No, I am not telling anybody to do anything. I am pointing to the existing
legal possibilities because Zurich's landlords are arrogant and sometimes
write clauses in their rent-contracts that "break" Swiss law ("only 1 person
can live here"). I am trying to highlight that Zurich's jurisdiction is
renter-friendly and laws are applied rigorously.

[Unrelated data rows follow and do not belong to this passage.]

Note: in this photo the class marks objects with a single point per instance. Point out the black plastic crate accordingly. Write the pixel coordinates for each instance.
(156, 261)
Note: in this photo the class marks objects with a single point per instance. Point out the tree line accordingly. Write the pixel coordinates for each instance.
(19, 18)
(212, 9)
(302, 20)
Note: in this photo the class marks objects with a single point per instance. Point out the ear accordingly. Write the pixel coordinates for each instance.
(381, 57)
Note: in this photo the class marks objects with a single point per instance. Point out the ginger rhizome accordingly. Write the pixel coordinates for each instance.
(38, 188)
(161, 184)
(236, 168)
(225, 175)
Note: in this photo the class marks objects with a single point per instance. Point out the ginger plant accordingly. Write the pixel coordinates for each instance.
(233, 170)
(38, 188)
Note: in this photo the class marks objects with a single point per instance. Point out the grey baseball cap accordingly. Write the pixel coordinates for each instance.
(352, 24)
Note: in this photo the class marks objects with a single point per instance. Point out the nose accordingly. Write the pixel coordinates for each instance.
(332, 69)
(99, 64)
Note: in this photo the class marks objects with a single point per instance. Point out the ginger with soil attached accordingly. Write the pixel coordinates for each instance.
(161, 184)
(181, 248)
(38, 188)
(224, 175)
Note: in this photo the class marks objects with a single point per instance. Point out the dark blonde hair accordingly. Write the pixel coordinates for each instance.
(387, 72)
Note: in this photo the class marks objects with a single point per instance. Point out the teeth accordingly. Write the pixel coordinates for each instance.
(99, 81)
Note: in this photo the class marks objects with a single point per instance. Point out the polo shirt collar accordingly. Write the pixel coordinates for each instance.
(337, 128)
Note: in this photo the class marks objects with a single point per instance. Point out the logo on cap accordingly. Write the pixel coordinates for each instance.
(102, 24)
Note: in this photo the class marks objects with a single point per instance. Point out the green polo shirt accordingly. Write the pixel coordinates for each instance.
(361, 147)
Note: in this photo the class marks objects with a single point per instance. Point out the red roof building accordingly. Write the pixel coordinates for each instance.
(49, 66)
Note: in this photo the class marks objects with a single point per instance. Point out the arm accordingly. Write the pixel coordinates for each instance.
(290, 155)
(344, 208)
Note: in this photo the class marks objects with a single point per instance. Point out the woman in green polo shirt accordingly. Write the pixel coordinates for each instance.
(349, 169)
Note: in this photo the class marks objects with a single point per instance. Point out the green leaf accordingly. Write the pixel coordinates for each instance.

You can calmly rent-sign a contract with weird clauses, because they are
invalid, so you can break them and the landlord can't kick you out for it.
Worst case is you get infront of the "Schlichtungsbehörde" which is a pre-step
before the court, where a volunteer-landlord, volunteer-renter-representative
and a neutral party will decide over a dispute quickly (and cheaply). So
please make sure you are member of mieterverband.ch, if you live in Zurich.

------
bradleyjg
For my follow Americans thinking about commenting on this, keep in mind that
mortgages vary quite a lot from country to country.

The mortgage system we have in the United States--characterized by: domination
by the government (in the form of GSEs), long (30 year) fixed rate mortgages
with no prepayment penalties, high leverage ratios (up to 19:1 or higher), and
low spreads--is not the system used elsewhere. Other countries also tax
mortgages and homes differently, and may have far more widespread rent
regulations in place.

Rules of thumb and folksy wisdom that was developed in the context of the US
system probably won't translate well to a very different one.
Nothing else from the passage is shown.